Not long ago, Subaru discovered that a huge portion of the general car-buying public thought that they were from the country responsible for Kangaroos, Shrimps on the Barbie, and Jacob Black. Australia is just the craziest – and thanks to their Outback crossover and old commercials starring Crocodile Dundee that ran during Home Improvement, many Canadians wondered if they should invest in an Australian car, like a Subaru. Many of these folks, unsure of Australian cars, didn’t.

This prompted things like the Sumo wrestler advertising campaign, designed to reinforce the fact that Subaru is, in fact, Japanese, not Australian.

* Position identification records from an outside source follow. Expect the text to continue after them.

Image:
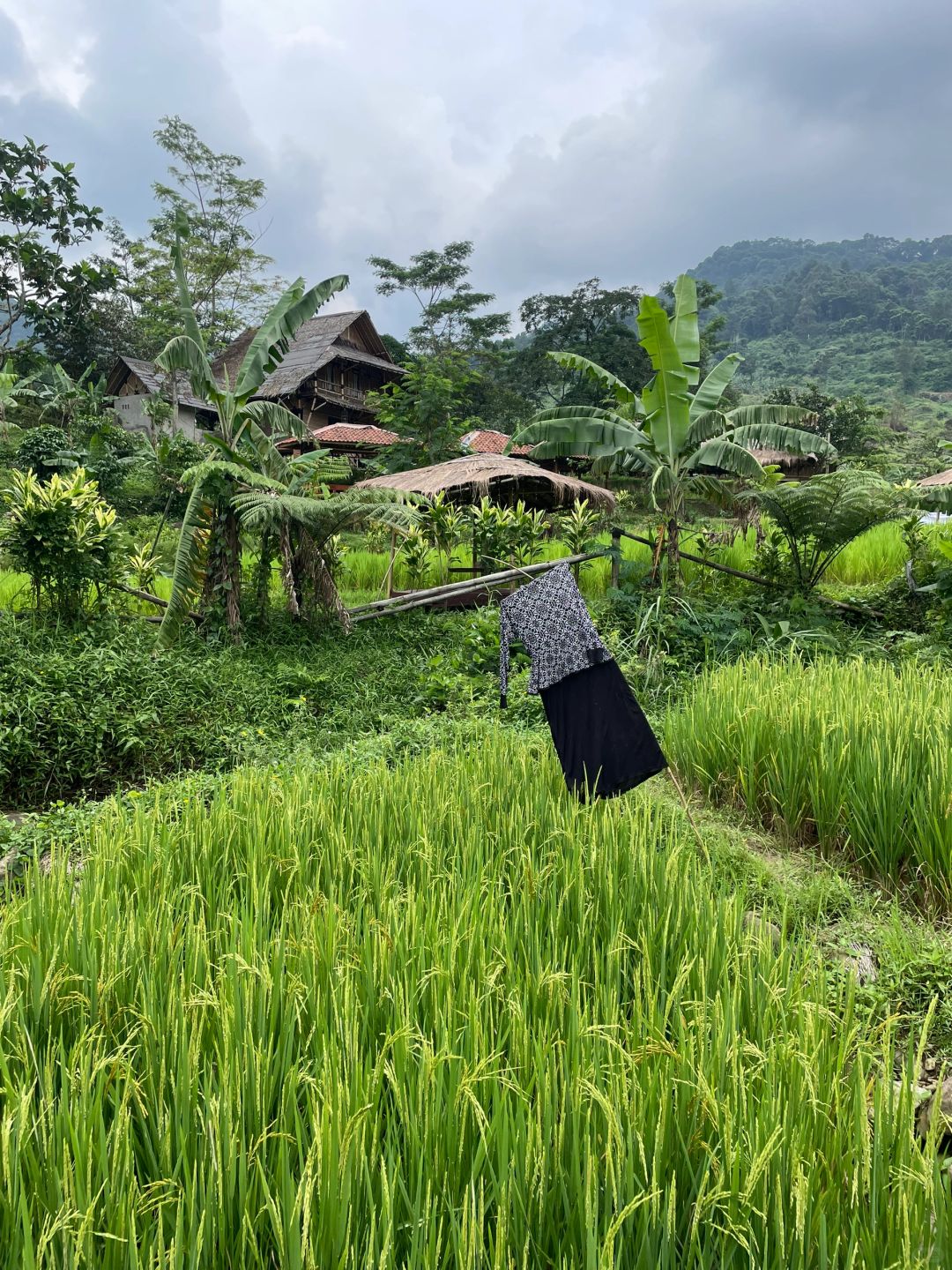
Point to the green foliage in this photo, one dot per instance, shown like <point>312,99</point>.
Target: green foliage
<point>228,485</point>
<point>63,534</point>
<point>870,315</point>
<point>854,756</point>
<point>818,519</point>
<point>450,320</point>
<point>512,1027</point>
<point>850,424</point>
<point>42,221</point>
<point>45,450</point>
<point>591,322</point>
<point>414,554</point>
<point>442,524</point>
<point>14,389</point>
<point>576,528</point>
<point>674,437</point>
<point>427,407</point>
<point>89,709</point>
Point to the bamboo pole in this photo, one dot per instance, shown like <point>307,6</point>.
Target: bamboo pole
<point>753,577</point>
<point>453,588</point>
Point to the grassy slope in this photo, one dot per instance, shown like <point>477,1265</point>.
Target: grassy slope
<point>438,1013</point>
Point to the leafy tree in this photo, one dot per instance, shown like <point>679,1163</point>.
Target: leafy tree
<point>427,409</point>
<point>71,399</point>
<point>677,438</point>
<point>822,516</point>
<point>591,320</point>
<point>42,221</point>
<point>13,390</point>
<point>210,551</point>
<point>847,423</point>
<point>450,319</point>
<point>63,534</point>
<point>45,450</point>
<point>224,270</point>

Subaru also discovered that many folks thought of them as the ‘AWD’ brand. That’s not a bad thing per se, though shoppers not dead-set on ownership of an AWD car tended to shy away and buy a Toyota instead.

And so, today, Subaru is pushing a product line repositioned for an all-out assault on the mainstream market. First with the last-generation Legacy and now with the Impreza, Subaru has applied updates, re-strategized their pricing, improved fuel efficiency and worked to push attributes of their rides that extend beyond the presence of standard AWD.

There are a few reasons you buy a Subaru Impreza. One of them, and probably still the biggest, is that it’s about the only AWD car in its price range. And it’s not just All Wheel Drive, its Subaru Symmetrical AWD. There’s a difference.

Other reasons include the warm and fuzzy things loved by sensible and value-minded shoppers. These are built into the Impreza’s reputation and proven in its trophy rack. Things like residual value, reliability, owner satisfaction, a no-nonsense ownership experience and, maybe especially, safety, are all top notch here.

For 2015, recent updates have culminated in what Subaru hopes you’ll think is the best Impreza yet. Inside, there’s more upscale material and trim throughout, slick interfaces, and a higher feeling and appearance of quality. They’ve added thicker glass and more sound deadening for a quieter ride, and the central touch screen command interface is fast-to-respond and slick once you go through the learning curve. It responds to flicking, pinching and spreading of fingertips, just like an iPad.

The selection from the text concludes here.